Second meeting on "busy" storage services (26/02/2009)

Participants

J.P. Baud, G. Behrman, B. Bockelman, F. Donno, A. Frohner, E. Lanciotti, G. Lo Presti, L. Magnoni, A. Sciabà, A. Sim, D. Smith, R. Zappi

Minutes

We started going through the conclusions of the former meeting.

Gerd commented that one should not explicitly say that an SRM server in a "busy" condition should return SRM_INTERNAL_ERROR: in fact, it is implicit that it should do that when a too high load on the server or the backend generates transient errors. ACTION: rephrase in the Twiki.

It was agreed to remove the item:

  • The SRM server SHOULD clean up a request after a reasonable time, but not before the request is completed, failed or aborted.

It was pointed out that CASTOR, dCache and DPM do not abort ongoing transfers when a request is aborted.

It was suggested to change item 3. as follows:

  • The SRM server SHOULD return a remainingTotalRequestTime. If it does, remainingTotalRequestTime MUST be less or equal to the time until the request times out.

It was agreed to modify item 4. as follows:

  • [...] The status of the single files MAY NOT be returned.

In case of SRM_INTERNAL_ERROR returned by the server, the following sentence is preferred:

  • If the client application receives an SRM_INTERNAL_ERROR from the SRM server, it MAY repeat the request. If it does, it SHOULD use a randomized exponential retry time.

It was discussed if, when the client specifies a too high value for desiredTotalRequestTime, the server should cap that value or return SRM_INVALID_REQUEST. The conclusion was that the former is preferrable.

Akos mentioned that GFAL/lcg-util allows the user to set desiredTotalRequestTime, while FTS sets it as a very high value.

Gerd said that dCache does not honour desiredTotalRequestTime. ACTION: to check with Timur.

Finally, the general agreement was to drop any recommendation about desiredTotalRequestTime, both on the client and the server side. After the meeting Timur suggested to specify a desiredTotalRequestTime, because for dCache not doing so is equivalent to specify a possibly small default value, and because dCache currently invalidates TURLs when the request times out.

Then, we moved to the "questions to be answered" from the previous meeting.

The first two became irrelevant, given the agreement on desiredTotalRequestTime.

It was discussed how quickly the storage systems report that a file is LOST or UNAVAILABLE. Giuseppe said that in CASTOR this information is immediately available (for example, if a file is on a disk which is offline).

About the advantages/disadvantages of srmStatusOf... calls compared to srmLs, Gerd said that he thinks they have comparable performances, but he should check.

About the polling from SRM to the backend in CASTOR, Giuseppe said that it was intended to protect the backend; he is not committing to any change, for the moment.

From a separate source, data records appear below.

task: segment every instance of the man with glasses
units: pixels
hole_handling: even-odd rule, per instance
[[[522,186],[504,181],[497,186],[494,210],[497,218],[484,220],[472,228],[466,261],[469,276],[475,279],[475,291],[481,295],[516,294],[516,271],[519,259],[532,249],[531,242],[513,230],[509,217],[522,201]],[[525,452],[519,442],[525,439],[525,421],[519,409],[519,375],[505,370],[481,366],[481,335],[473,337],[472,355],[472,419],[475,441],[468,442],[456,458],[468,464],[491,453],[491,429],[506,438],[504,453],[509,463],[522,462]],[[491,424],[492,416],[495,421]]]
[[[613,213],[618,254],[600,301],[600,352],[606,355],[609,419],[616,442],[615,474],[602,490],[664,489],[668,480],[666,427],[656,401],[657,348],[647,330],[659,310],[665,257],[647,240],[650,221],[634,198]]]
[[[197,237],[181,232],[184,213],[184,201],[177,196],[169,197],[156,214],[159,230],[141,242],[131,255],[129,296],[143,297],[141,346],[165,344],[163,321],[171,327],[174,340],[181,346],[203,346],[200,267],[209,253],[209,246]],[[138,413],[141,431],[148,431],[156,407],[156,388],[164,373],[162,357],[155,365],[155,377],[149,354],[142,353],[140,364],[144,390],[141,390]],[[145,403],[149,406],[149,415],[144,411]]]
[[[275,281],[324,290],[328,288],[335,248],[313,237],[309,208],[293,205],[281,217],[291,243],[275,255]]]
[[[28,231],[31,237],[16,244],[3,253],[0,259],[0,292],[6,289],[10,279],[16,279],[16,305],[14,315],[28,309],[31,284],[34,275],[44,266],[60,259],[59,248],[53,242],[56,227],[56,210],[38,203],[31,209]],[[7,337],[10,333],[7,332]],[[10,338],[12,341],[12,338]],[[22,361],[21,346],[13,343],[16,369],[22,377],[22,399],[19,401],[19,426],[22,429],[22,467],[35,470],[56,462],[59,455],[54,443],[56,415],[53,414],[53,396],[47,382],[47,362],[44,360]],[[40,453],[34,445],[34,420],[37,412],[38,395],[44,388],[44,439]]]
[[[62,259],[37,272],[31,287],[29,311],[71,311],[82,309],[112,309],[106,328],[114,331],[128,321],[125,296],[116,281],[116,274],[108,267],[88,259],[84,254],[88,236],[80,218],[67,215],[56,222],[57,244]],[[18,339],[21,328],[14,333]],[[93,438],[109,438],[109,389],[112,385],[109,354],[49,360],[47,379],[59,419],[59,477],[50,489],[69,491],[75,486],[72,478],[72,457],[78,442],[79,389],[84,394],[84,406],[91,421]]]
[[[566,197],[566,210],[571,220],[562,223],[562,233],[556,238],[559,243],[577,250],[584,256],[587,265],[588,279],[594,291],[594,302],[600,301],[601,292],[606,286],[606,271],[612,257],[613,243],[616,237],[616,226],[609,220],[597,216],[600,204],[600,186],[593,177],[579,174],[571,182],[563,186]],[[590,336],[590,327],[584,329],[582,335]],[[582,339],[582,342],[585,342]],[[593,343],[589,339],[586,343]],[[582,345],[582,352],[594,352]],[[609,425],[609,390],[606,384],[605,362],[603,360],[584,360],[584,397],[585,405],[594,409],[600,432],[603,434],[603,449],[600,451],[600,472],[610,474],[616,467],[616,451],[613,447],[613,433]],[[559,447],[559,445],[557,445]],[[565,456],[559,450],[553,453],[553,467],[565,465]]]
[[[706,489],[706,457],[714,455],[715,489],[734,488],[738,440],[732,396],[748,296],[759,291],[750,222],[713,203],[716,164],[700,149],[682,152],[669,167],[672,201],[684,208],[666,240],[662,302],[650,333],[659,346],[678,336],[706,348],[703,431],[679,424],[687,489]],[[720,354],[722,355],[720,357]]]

At the end, the situation was summarized.

Akos said that FTS 2.2 will not have any of the agreed changes, and the priority is now on the checksum checks. The coding for the issue at discussion will begin in April, and at least three months are expected for having it in production. Remi will not implement anything either before mid March.

Gerd did not commit to anything concerning the dCache client, waiting for Timur.

The StORM developers said that the StORM client does not contain any retry logic. They foresee to be able to have the agreed changes (SRM_INTERNAL_ERROR, meaningful estimatedWaitTime) implemented in the server by September.

A technical plan will be prepared and submitted to the relevant bodies (EGEE TMB, WLCG MB).

Conclusions

Prescriptions for the SRM server

Synchronous requests

  1. The SRM server MUST return SRM_INTERNAL_ERROR when it experiencing transient problems (possibly caused by a too high load on the server or the backend).

Asynchronous requests

  1. The SRM server MUST return SRM_INTERNAL_ERROR when it experiencing transient problems (possibly caused by a too high load on the server or the backend). The status of the single files MAY NOT be returned.
  2. If the request will be processed (request status equal to SRM_REQUEST_QUEUED or SRM_REQUEST_INPROGRESS), the SRM server SHOULD return an estimatedWaitTime for each file in the request to tell the client when the next polling SHOULD happen in order to have a new update on the status of each file.
  3. The initial value of remainingTotalRequestTime, if returned, MAY differ from the desiredTotalRequestTime specified by the client.

Prescriptions for the polling algorithm of a client application

Synchronous requests

  1. If the client application receives an SRM_INTERNAL_ERROR from the SRM server, it MAY repeat the request. If it does, it SHOULD use a randomized exponential retry time.

Asynchronous requests

  1. If the client application receives an SRM_INTERNAL_ERROR from the SRM server, it MAY repeat the request. If it does, it SHOULD use a randomized exponential retry time.
  2. The client application SHOULD poll again the status of a request after a time of the order of the estimatedWaitTime of the files in the request if available, or after an exponential polling time if typical estimatedWaitTime is -1 or undefined.

Timur suggested to reintroduce this prescription:

  1. A client application SHOULD specify a desiredTotalRequestTime under the assumption that the SRM server SHOULD time out the request only after the desiredTotalRequestTime has elapsed. Note that the current versions of dCache will invalidate the TURLs produced by srmPrepareToPut and srmPrepareToGet requests when the request times out. Future releases will invalidate a TURL only when the pin time expires.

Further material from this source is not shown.